La Sala de Espera del Depósito: Capítulos 44 y 45

Resumen capítulos 42 y 43

El Rubio le desvela a Eusebio el origen de la droga que mató a Paula. Con esta y otras informaciones Eusebio marcha para Galicia...
 

44.

Eusebio había iniciado la operación de encender su móvil -no tenía sentido llevarlo conectado si no había cobertura- cuando se dio cuenta de que el Nino seguía enfrente de él en actitud expectante. “Maldito cotilla” se dijo a sí mismo y haciendo un vago gesto de despedida se introdujo de nuevo en el coche.
 
Mientras marcaba su número de seguridad vigilaba al Nino por el rabillo del ojo y pudo comprobar que iniciaba la maniobra de retirada con expresión sombría “Te has quedado con las ganas ¿eh?” pensó Eusebio con la sonrisa bailando únicamente en sus ojos.
 
-Hola Teresa- sólo se había mostrado su nombre en la pantalla y ya había contestado el teléfono.
 
-Hola Eusebio ¿qué tal se presenta la cosecha de este año?
 
-Todavía queda mucho para eso Teresa- sin poder evitar un tono de irritación por el desvío en el tema que les incumbía.
 
-Bueno, ya veo que quieres ir al grano. Para hacerlo no te va a quedar más remedio que ir al locutorio de tu amigo el cacique porque la noticia la debes ver con tus propios ojos pero como tenía que avisarte pues ya te adelanto un poco, si quieres.
 
-Sabes que sí Teresa.
 
-Encontrarás tres cosas, un documento escaneado, un vídeo y una noticia de la prensa digital- pausa para hacer una respiración honda -El documento es la copia de la orden de detención que me ha facilitado un colega del juzgado donde se interpuso la denuncia anónima por corrupción policial y tráfico de estupefacientes- Nueva pausa para imprimir un tono más fuerte a su voz -Primera y última vez Eusebio.
 
-Sé que te has arriesgado mucho por mí y además de agradecértelo, que no te quepa la menor duda de que te lo devolveré.
 
-No, si no me cabe y además, la verdad es que yo también tengo ya un interés personal en que se aclare todo este berenjenal pero me temo que una vez más los auténticos responsables no van a pagar por ello.
 
-¿Qué me dices Teresa?
 
- Por favor, mira los archivos y me llamas.

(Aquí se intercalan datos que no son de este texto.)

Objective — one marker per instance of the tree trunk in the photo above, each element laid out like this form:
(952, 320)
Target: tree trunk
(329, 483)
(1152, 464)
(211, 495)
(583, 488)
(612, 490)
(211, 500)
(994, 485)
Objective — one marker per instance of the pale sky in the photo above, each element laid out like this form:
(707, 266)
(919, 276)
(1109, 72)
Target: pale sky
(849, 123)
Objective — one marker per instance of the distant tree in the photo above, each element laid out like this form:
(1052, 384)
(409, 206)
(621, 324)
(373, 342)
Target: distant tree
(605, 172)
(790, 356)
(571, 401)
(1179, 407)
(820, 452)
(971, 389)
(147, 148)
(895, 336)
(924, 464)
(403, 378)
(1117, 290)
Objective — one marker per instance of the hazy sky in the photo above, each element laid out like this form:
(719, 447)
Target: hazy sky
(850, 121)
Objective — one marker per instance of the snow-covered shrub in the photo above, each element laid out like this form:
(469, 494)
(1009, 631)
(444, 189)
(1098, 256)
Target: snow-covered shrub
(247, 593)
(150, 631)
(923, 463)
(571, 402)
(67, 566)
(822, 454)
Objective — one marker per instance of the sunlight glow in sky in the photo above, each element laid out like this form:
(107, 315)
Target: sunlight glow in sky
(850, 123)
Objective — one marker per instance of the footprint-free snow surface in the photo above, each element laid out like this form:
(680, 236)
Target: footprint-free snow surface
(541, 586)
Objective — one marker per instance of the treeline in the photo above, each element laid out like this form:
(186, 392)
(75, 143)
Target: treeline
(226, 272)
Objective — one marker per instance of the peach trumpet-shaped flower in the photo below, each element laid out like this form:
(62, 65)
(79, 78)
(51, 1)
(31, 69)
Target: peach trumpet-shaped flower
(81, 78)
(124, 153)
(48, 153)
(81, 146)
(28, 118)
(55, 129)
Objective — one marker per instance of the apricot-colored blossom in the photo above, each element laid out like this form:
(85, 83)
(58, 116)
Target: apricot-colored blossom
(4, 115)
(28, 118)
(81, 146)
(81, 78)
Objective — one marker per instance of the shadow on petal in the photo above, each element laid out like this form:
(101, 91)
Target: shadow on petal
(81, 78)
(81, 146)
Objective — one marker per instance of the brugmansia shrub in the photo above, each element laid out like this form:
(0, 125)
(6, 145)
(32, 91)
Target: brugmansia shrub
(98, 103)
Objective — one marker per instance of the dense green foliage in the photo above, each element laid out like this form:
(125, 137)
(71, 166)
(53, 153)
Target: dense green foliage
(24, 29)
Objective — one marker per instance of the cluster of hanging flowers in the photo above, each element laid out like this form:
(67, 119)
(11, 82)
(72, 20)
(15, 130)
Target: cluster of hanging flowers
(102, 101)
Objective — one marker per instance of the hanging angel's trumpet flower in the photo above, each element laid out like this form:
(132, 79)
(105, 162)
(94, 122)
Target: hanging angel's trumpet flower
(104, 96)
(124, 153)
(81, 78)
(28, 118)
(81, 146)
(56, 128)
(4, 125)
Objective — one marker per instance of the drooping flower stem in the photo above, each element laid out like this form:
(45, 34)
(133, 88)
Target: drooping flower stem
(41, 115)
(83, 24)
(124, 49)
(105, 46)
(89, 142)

Es posible que esté equivocada, tú tienes mucha más experiencia que yo en estas cosas.
 
-Lo haré inmediatamente. Por cierto ¿cómo va el tema de Andy?
 
-Pues creo que razonablemente bien. Estoy trabajando con un colega psiquiatra para darle fundamento a la teoría de “la enajenación mental transitoria” y es posible que los cargos pasen de asesinato a homicidio. Depende de la fiscalía y ahora mismo están muy ocupados con el nuevo caso que se esta convirtiendo en mediático, pero no quiero contarte más, quiero que lo veas tú mismo.
 
-¿Y de ánimo?
 
-Pues es curioso pero está de buen humor y no para de decir que se ha quitado un peso de encima. No le importa estar en la cárcel pero es porque hemos tenido suerte con Instituciones Penitenciarias y no le ha tocado en un módulo homófobo.
 
-Seguro que algo tuviste que ver tú en eso.
 
-Bueno Eusebio, estas cosas ya se sabe, se solicitan pero no tienes nunca la seguridad de que te las vayan a conceder. El caso es que se ha juntado con una especie de grupo de teatro y están preparando un show del tipo del Born
 
Carcajadas a ambos lados de la línea.
 
-Bueno Teresa, me voy a ver lo que me has mandado que estoy muy intrigado. Luego te cuento.
 
-¿Volverás Eusebio?
 
-¿Vendrás tú Teresa?
 
La_Sala_de_Espera_del_Deposito
 

45.

Dejó el coche aparcado frente a la iglesia, aunque Puente Velho era el pueblo más importante de la comarca se iba perfectamente andando a todos sitios. 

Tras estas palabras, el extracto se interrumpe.